The new maximum credit is available to taxpayers with a modified adjusted gross income (AGI) of:
$75,000 or less for singles,
$112,500 or less for heads of household, and
$150,000 or less for married couples filing a joint return, and for qualified widows and widowers
Eligible families will receive half their credit in the form of monthly payments of up to $250 per school-age child and up to $300 per child under 6 from July through December 2021. The other half will be paid out when they file their 2021 taxes. The credit is income-based and starts to phase out for individuals earning more than $75,000 a year, or $150,000 for those married filing jointly.
So, if the government’s intent is to give parents money for the next six months to help with everyday expenses, why are some of those parents going to have to repay it?
Whether a person has to repay some of the credit in the form of higher taxes owed on 2021 tax returns depends on a person’s income.
“If you don’t usually receive a refund, then the advance payments could actually cause you to owe more when you file your 2021 taxes,” Ben Wacek, a Minnesota-based CFP and founder of Guide Financial Planning, told CNBC.
The $250-$300 payments being sent to families for the next six months are advances on a tax credit that families usually get yearly, said Ben Wacek, a Minnesota-based CFP and founder of Guide Financial Planning.
Wacek gave CNBC this example:
If you have a 10-year-old child, the current Child Tax Credit would be worth $2,000.
That $2,000 is a credit that is applied when you fill out your taxes. It is applied toward the amount of tax you owe.
That means that if you were to owe $7,000 in federal income taxes, when you use the Child Tax Credit, you reduce your tax bill to $5,000 when you filed your tax return.
How will it be different this year?
Take the same situation, where you have a 10-year-old child; but this year, you get a $3,000 (instead of $2,000) credit.
However, half that credit ($1,500) will be paid out to you over the next six months.
The other $1,500 would be used as a credit on your tax return.
So, if you had the same $7,000 tax bill, that would leave you with a $5,500 tax bill.
If you did not take half the credit in advance, and instead took the entire $3,000 credit on your tax return next year, instead of owing $7,000, you would owe $4,000.

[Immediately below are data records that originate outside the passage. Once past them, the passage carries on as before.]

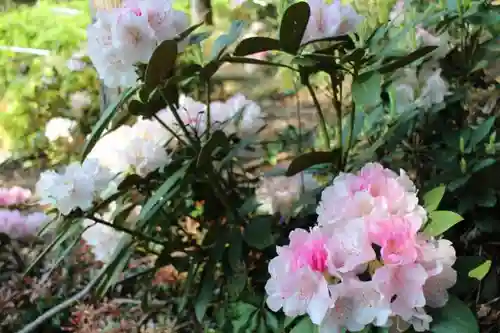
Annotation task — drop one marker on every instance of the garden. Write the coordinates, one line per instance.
(317, 166)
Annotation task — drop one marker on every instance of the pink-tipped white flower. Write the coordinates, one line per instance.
(125, 36)
(13, 196)
(369, 250)
(76, 187)
(297, 284)
(330, 20)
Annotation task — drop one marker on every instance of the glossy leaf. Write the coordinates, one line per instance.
(482, 131)
(366, 89)
(480, 271)
(218, 139)
(440, 221)
(224, 40)
(455, 316)
(304, 326)
(433, 198)
(161, 64)
(162, 194)
(258, 232)
(105, 119)
(293, 25)
(257, 44)
(307, 160)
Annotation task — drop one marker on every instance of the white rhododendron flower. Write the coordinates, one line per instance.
(122, 37)
(103, 239)
(434, 89)
(76, 187)
(59, 128)
(139, 148)
(366, 262)
(425, 90)
(329, 20)
(278, 194)
(235, 115)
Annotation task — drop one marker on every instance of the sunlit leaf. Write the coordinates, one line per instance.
(480, 271)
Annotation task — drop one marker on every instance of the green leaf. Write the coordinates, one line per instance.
(483, 164)
(480, 271)
(406, 60)
(218, 139)
(162, 194)
(433, 198)
(441, 221)
(481, 131)
(455, 316)
(162, 63)
(188, 32)
(258, 232)
(307, 160)
(305, 326)
(366, 89)
(254, 45)
(105, 119)
(224, 40)
(293, 25)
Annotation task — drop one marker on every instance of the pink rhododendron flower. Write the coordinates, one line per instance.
(366, 262)
(397, 238)
(13, 196)
(297, 283)
(16, 225)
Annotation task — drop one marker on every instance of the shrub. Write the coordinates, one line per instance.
(344, 242)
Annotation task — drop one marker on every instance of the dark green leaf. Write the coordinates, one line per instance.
(258, 232)
(162, 194)
(293, 25)
(208, 280)
(483, 164)
(198, 38)
(406, 60)
(224, 40)
(235, 254)
(218, 139)
(307, 160)
(433, 198)
(480, 271)
(482, 131)
(188, 32)
(440, 221)
(305, 326)
(105, 119)
(455, 316)
(366, 89)
(162, 63)
(254, 45)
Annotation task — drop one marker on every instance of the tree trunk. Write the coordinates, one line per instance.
(201, 11)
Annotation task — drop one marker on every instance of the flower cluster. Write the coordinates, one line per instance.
(141, 147)
(424, 90)
(76, 187)
(13, 222)
(366, 262)
(125, 36)
(14, 196)
(329, 20)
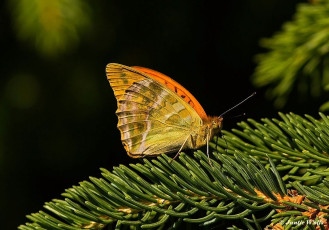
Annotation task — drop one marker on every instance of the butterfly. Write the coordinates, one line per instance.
(156, 114)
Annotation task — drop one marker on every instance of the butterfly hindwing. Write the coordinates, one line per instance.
(152, 118)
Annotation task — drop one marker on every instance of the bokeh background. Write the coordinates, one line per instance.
(57, 110)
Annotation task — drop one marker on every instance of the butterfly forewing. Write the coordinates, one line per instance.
(152, 118)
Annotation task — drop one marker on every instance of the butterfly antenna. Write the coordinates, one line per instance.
(253, 94)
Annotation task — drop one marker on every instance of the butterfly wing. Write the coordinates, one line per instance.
(152, 118)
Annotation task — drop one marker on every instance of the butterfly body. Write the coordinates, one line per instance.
(156, 114)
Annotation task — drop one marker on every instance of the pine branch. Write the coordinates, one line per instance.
(297, 57)
(247, 184)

“For this reason, if you usually owe when you file your taxes or cut it close, you might want to consider opting out of the advance payments or setting a portion of them aside to cover your tax bill in April,” Wacek said.
Another way you could be required to pay some of the money back to the government is if your financial status changes. If you should happen to get a job that pays more, you could be pushed into a higher tax bracket, causing your tax bill to go higher.

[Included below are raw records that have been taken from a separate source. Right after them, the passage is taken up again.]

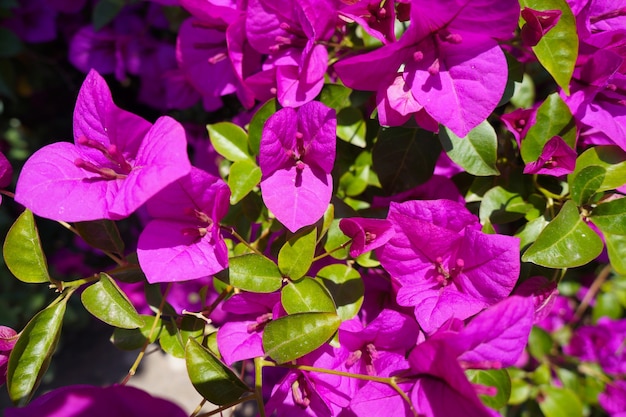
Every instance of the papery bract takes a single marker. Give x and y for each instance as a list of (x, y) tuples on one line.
[(117, 163), (92, 401), (445, 265), (183, 240), (296, 157)]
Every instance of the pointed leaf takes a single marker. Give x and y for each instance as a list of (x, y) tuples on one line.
[(255, 129), (346, 287), (611, 158), (496, 378), (33, 351), (210, 377), (404, 158), (610, 217), (558, 49), (106, 301), (616, 247), (291, 337), (243, 177), (560, 402), (351, 126), (586, 183), (131, 339), (255, 273), (230, 141), (22, 250), (296, 255), (554, 118), (476, 153), (306, 295), (566, 242), (101, 234)]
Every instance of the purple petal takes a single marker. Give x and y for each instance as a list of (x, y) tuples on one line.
[(167, 254), (52, 186), (297, 198), (498, 334), (161, 160)]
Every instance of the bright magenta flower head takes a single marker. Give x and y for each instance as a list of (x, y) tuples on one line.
[(117, 162), (183, 241), (296, 157)]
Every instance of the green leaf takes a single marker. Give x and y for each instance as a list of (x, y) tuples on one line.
[(210, 377), (255, 273), (243, 177), (404, 158), (10, 43), (502, 206), (616, 247), (105, 11), (477, 153), (335, 96), (566, 242), (558, 49), (345, 286), (559, 402), (174, 337), (230, 141), (131, 339), (586, 183), (497, 378), (554, 118), (539, 343), (106, 301), (255, 129), (293, 336), (296, 255), (306, 295), (33, 351), (101, 234), (335, 240), (351, 126), (611, 158), (22, 250), (610, 217)]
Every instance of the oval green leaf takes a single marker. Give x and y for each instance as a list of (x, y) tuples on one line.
[(255, 273), (101, 234), (306, 295), (33, 351), (554, 118), (560, 402), (477, 153), (611, 158), (291, 337), (586, 183), (131, 339), (243, 177), (22, 250), (106, 301), (230, 141), (210, 377), (610, 217), (296, 255), (566, 242), (404, 158), (496, 378), (345, 286)]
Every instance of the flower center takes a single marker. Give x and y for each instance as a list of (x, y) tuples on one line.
[(119, 169)]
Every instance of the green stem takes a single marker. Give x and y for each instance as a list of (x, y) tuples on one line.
[(141, 354), (325, 254), (258, 384)]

If you take the monthly payments and get less of a credit on your taxes, you will be paying more out of pocket at tax time.
The IRS reminds taxpayers that if there is an overpayment of the Child Tax Credit for individuals making less than $40,000, or couples filing jointly making up to $60,000, you will not be required to repay the amount.
Parents will be given the option to turn down the advance payments. The IRS is setting up a portal that will allow those eligible, but who do not want the advance payments in advance, to opt out of the plan.